Der Besuch der Sphinx ist hier bei uns sehr unwahrscheinlich. Aber sicher würde sich die Hortensiendame freuen und interessiert ihren neuen Besucher betrachten. Beide wären dann auch noch entzückt, dass ihre Begegnung dank der Tarnung der Sphinx fast unentdeckt bleibt.

Herkunft
Vor der Verwandlung zur Sphinx hatte diese eine gefräßige Phase und war eher unscheinbar, aber doch geschmackvoll unterwegs. Sie fraß sich durch zahllose Blätter durch. Es waren die Blätter des Knopfbuschs, also eher unbeschriebene Blätter.


die Frage der Wandlung
Diese gefräßige und unscheinbare Raupe war sehr fleißig. Sie testete viele Blätter und liebte die saftig wässrigen Blätter. Sie waren besonders gehaltvoll. Für eine Raupe geht es schlicht um die gehaltvolle Masse. Einfach nur schön, das ging für die Raupe einfach nicht.
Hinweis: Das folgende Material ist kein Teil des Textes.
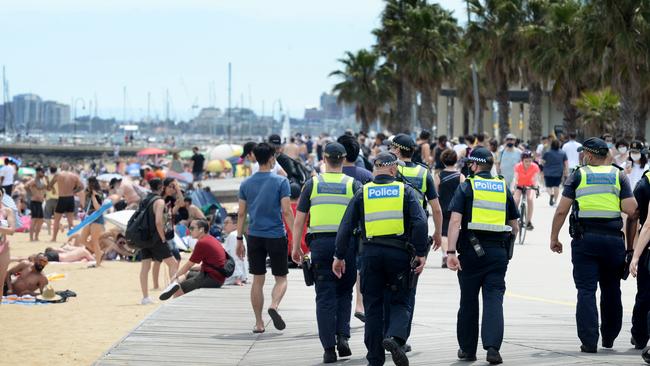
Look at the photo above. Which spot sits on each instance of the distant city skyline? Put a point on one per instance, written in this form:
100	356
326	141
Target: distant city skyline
280	50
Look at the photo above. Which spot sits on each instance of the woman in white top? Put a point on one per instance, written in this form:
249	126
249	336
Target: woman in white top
637	163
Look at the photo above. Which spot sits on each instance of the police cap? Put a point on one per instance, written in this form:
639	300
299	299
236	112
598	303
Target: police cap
595	146
481	155
334	150
403	142
387	159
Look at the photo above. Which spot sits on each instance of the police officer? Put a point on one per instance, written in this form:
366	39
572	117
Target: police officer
325	198
393	230
483	208
597	192
418	176
640	331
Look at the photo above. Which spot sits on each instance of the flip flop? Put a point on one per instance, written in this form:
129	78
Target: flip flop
278	323
361	316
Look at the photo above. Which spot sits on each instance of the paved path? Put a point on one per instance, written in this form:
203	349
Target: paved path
212	327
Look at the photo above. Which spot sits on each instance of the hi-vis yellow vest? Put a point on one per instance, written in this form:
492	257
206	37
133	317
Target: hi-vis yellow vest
383	206
417	176
598	192
330	195
488	205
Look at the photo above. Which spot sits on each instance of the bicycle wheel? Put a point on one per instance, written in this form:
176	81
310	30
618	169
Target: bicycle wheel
522	223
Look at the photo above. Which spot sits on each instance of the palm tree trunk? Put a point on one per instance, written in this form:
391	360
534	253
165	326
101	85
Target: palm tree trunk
535	119
570	115
426	109
404	107
504	108
626	122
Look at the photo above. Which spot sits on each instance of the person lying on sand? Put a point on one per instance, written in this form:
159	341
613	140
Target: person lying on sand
28	276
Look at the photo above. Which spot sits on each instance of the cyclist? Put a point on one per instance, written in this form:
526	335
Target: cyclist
525	177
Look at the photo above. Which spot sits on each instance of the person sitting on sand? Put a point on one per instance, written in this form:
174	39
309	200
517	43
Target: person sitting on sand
28	276
209	253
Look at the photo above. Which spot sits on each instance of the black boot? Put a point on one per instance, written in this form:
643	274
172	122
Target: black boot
464	356
329	356
343	346
395	348
493	356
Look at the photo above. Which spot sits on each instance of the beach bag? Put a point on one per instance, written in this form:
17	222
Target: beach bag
228	268
138	233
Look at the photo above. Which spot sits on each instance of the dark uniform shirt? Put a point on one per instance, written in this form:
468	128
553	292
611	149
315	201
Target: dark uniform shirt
415	221
572	183
642	195
461	202
305	202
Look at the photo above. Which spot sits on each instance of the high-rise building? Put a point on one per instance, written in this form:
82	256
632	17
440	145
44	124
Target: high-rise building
54	114
27	112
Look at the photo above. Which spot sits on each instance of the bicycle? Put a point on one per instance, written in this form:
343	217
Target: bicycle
523	212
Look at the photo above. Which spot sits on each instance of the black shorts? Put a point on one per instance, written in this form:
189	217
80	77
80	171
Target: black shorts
552	181
65	205
275	248
198	279
159	252
36	209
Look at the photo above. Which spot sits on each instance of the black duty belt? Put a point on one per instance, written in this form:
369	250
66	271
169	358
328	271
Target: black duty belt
392	243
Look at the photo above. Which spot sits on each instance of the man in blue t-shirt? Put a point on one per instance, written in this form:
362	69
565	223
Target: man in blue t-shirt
265	196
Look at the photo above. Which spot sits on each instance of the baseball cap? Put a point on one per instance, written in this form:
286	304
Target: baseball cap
481	155
248	148
594	145
403	141
275	140
334	150
387	159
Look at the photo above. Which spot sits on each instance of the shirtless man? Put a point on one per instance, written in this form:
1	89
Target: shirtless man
68	254
291	149
37	187
68	184
29	276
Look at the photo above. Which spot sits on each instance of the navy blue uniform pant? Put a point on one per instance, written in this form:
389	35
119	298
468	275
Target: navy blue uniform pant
640	326
381	270
333	295
487	275
598	259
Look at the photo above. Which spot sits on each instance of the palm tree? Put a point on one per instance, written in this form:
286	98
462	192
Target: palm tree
618	43
493	40
423	47
600	110
553	56
391	25
365	84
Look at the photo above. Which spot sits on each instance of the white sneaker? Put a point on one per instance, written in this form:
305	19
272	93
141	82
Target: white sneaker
169	291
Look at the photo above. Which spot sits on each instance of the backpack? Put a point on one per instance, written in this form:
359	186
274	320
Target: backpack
228	268
138	231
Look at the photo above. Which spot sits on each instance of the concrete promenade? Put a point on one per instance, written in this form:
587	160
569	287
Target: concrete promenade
213	327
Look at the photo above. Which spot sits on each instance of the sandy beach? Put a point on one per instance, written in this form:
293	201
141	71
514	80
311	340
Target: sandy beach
79	331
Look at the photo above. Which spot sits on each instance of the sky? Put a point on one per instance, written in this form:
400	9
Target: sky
281	51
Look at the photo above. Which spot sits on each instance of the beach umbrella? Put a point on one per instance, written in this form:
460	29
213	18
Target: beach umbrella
26	171
152	151
107	177
186	154
225	151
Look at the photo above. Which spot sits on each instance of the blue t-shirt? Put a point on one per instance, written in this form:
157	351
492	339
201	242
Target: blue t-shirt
263	192
554	163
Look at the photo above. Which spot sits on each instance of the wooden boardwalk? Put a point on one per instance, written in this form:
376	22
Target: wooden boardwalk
213	327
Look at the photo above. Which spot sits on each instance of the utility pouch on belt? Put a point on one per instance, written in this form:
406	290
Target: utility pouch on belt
476	245
307	271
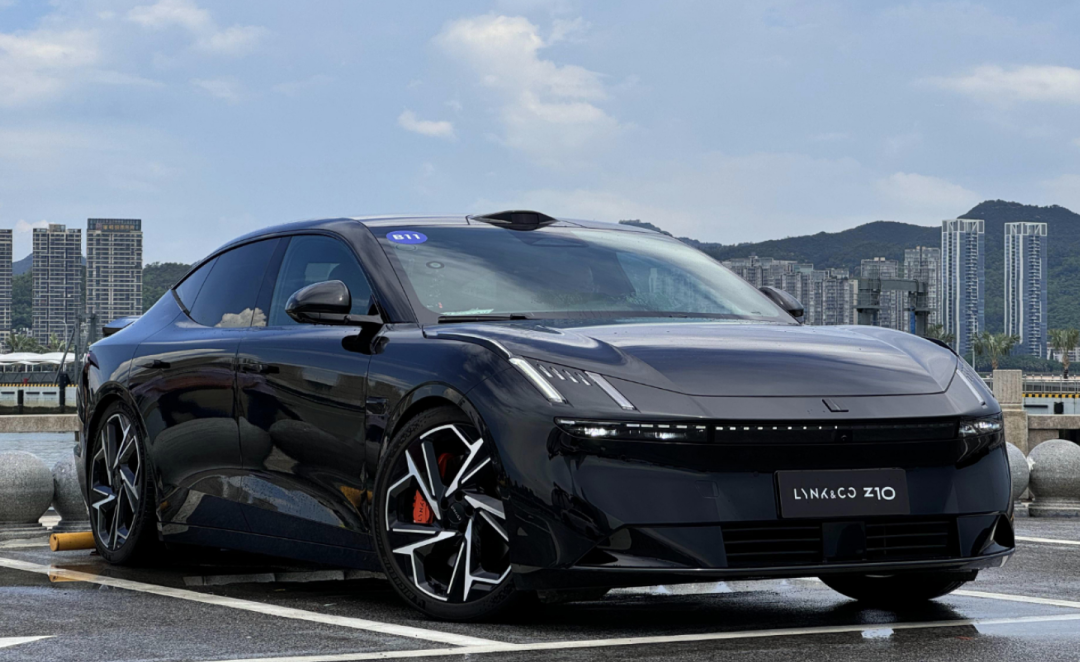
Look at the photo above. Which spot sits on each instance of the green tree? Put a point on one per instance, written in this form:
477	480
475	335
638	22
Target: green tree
158	278
937	332
22	342
22	291
995	346
1064	340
und die unfassbare Anziehung
Es grenzt ja an ein Wunder, dass wie aus heiterem Himmel plötzlich genau zur Blütezeit, zu der Zeit also, wo sich die Hortensie besonders heraus geputzt hat, die Sphinx auftaucht und sie bestäubt und ihren Nektar in der Dämmerung genießt. Leider kann die Sphinx nicht über den Ozean fliegen und bleibt in ihrer Heimat in den USA. Dadurch bleibt die Hortensie vom Raupenfraß verschont, verliert aber auch einen Bestäuber und Bewunderer.
Die Neophyten müssen manchmal ihre alten Verbindungen hinter sich lassen!